- The Washington Times - Thursday, February 9, 2006

President Bush yesterday revealed newly declassified details of a foiled plot to ram a hijacked airplane into a Los Angeles skyscraper in 2002.

Mr. Bush did not say whether the al Qaeda plan was thwarted with the help of telephone intercepts, which have come under fierce fire by Democrats and which he repeatedly has rebutted in recent days while seeking to shore up support for the war on terrorism.

But Fran Townsend, his homeland security adviser, said later that the U.S. used “all instruments of national power” to foil the plot. Although the president alluded to the episode in October, he did not give a detailed description until yesterday.

“We now know that in October 2001, Khalid Sheikh Muhammad — the mastermind of the September 11 attacks — had already set in motion a plan to have terrorist operatives hijack an airplane using shoe bombs to breach the cockpit door, and fly the plane into the tallest building on the West Coast,” Mr.
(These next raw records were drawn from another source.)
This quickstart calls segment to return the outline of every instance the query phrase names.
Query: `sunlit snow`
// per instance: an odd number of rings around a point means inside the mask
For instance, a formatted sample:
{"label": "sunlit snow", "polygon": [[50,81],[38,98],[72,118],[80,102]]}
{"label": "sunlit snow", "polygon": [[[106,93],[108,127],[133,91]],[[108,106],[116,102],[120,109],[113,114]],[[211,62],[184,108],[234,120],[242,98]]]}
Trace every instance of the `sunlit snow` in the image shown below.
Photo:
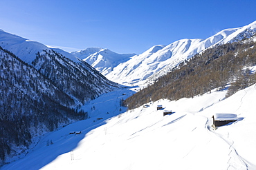
{"label": "sunlit snow", "polygon": [[[42,136],[2,169],[256,169],[255,85],[227,99],[226,90],[214,91],[123,112],[117,103],[133,93],[124,89],[91,101],[84,108],[91,118]],[[163,109],[173,114],[163,116]],[[219,113],[238,120],[214,131],[212,116]]]}

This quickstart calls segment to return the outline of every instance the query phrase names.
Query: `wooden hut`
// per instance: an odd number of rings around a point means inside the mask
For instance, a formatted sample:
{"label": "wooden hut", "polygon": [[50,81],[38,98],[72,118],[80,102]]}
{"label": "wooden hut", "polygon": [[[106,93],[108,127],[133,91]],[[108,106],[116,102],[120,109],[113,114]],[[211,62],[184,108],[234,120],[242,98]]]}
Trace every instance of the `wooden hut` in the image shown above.
{"label": "wooden hut", "polygon": [[231,114],[215,114],[212,116],[212,118],[214,129],[237,120],[237,115]]}
{"label": "wooden hut", "polygon": [[149,107],[149,105],[143,105],[143,107],[144,108],[147,108],[147,107]]}
{"label": "wooden hut", "polygon": [[157,110],[160,110],[161,109],[163,109],[163,106],[162,105],[157,105],[157,107],[156,107],[156,109]]}
{"label": "wooden hut", "polygon": [[167,114],[172,114],[172,110],[164,110],[163,112],[163,116]]}

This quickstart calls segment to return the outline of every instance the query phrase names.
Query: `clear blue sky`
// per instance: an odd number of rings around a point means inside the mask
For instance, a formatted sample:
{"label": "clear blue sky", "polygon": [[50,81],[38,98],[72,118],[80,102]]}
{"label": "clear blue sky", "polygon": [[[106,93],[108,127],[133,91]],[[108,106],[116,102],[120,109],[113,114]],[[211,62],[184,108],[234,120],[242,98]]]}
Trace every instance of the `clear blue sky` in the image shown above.
{"label": "clear blue sky", "polygon": [[256,20],[255,0],[1,0],[0,29],[46,45],[140,54]]}

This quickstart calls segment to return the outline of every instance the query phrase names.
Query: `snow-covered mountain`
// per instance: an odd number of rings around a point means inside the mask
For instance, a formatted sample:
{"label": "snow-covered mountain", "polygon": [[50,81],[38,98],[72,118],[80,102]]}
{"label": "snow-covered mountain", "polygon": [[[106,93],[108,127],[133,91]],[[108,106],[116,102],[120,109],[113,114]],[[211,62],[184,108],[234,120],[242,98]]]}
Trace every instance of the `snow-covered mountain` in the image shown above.
{"label": "snow-covered mountain", "polygon": [[[125,62],[120,61],[120,63],[113,68],[113,71],[109,69],[109,66],[104,67],[103,64],[97,65],[98,63],[106,62],[102,57],[95,57],[93,55],[92,58],[87,58],[86,61],[94,67],[100,68],[98,70],[104,72],[107,78],[114,82],[140,84],[142,81],[154,81],[165,74],[180,63],[205,48],[237,41],[250,37],[255,32],[256,21],[244,27],[226,29],[206,39],[181,39],[168,45],[155,45]],[[97,62],[94,63],[95,61]]]}
{"label": "snow-covered mountain", "polygon": [[38,52],[42,52],[44,50],[50,49],[54,50],[72,61],[77,61],[73,55],[61,49],[50,47],[39,42],[22,38],[2,30],[0,30],[0,46],[12,52],[28,63],[31,63],[35,60],[35,54]]}
{"label": "snow-covered mountain", "polygon": [[127,61],[135,55],[135,54],[120,54],[100,47],[89,47],[84,50],[73,52],[71,54],[87,62],[103,75],[108,74],[118,64]]}
{"label": "snow-covered mountain", "polygon": [[[86,107],[97,116],[48,133],[26,157],[1,169],[256,169],[255,85],[225,100],[226,90],[214,90],[161,99],[109,118],[120,113],[116,102],[122,94],[131,94],[124,90],[91,101]],[[174,114],[163,116],[158,105]],[[214,131],[216,113],[235,114],[238,120]],[[73,131],[82,133],[69,134]]]}
{"label": "snow-covered mountain", "polygon": [[3,30],[0,63],[0,166],[37,135],[86,118],[81,105],[119,87],[68,52]]}

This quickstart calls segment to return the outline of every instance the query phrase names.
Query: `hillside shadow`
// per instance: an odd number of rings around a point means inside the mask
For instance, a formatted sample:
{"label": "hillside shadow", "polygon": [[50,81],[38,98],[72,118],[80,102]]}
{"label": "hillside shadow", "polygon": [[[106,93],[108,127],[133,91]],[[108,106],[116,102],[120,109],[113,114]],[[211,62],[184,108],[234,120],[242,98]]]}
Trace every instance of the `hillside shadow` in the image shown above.
{"label": "hillside shadow", "polygon": [[[6,164],[1,169],[39,169],[61,155],[73,152],[73,151],[75,152],[79,142],[86,136],[93,133],[90,131],[106,125],[108,119],[127,111],[127,108],[122,107],[119,102],[121,99],[125,100],[131,96],[132,94],[134,94],[134,91],[122,88],[116,92],[103,94],[86,103],[82,109],[86,111],[90,109],[91,118],[70,124],[59,130],[47,133],[41,137],[39,142],[34,148],[28,150],[24,158]],[[91,110],[93,106],[95,107],[94,110]],[[82,133],[69,134],[71,131],[81,131]],[[48,145],[48,141],[51,141],[53,144]],[[71,155],[72,155],[71,153]],[[71,158],[70,161],[72,161]]]}

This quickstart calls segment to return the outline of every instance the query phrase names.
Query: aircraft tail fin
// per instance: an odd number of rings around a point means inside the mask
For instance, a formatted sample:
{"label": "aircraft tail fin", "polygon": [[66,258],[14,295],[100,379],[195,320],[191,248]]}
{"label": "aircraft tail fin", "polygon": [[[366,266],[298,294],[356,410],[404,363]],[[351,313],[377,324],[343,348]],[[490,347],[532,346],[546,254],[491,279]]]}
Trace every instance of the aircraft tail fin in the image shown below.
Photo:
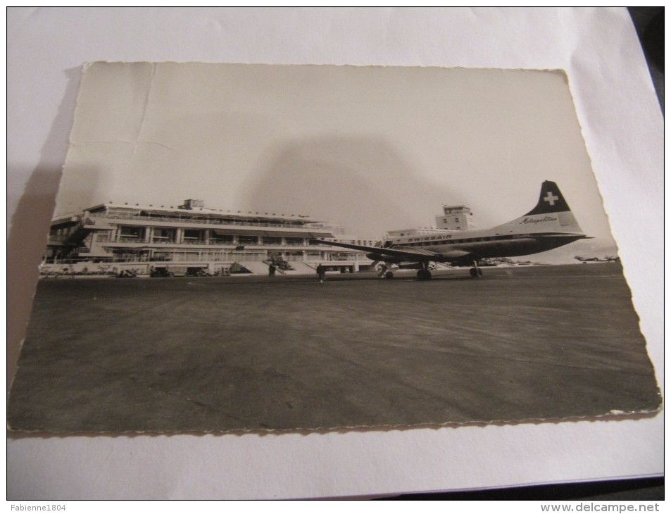
{"label": "aircraft tail fin", "polygon": [[568,206],[557,184],[550,180],[546,180],[541,186],[541,196],[538,199],[538,203],[525,215],[563,213],[570,210],[571,208]]}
Bush said in a speech at the National Guard Building.

He was referring to the Library Tower — since renamed the U.S. Bank Tower — a revelation that angered Los Angeles Mayor Antonio Villaraigosa.

“I’m amazed that the president would make this [announcement] on national TV and not inform us of these details through the appropriate channels,” the Democrat told the AP. “I don’t expect a call from the president — but somebody.”

White House Press Secretary Scott McClellan said the administration was not trying to blindside local authorities.

“My understanding was that we did reach out to officials in California and Los Angeles to let them know — I think it was yesterday — that the president would be talking about this,” he said. “And the word I heard was there is great appreciation for the notification that we provided.”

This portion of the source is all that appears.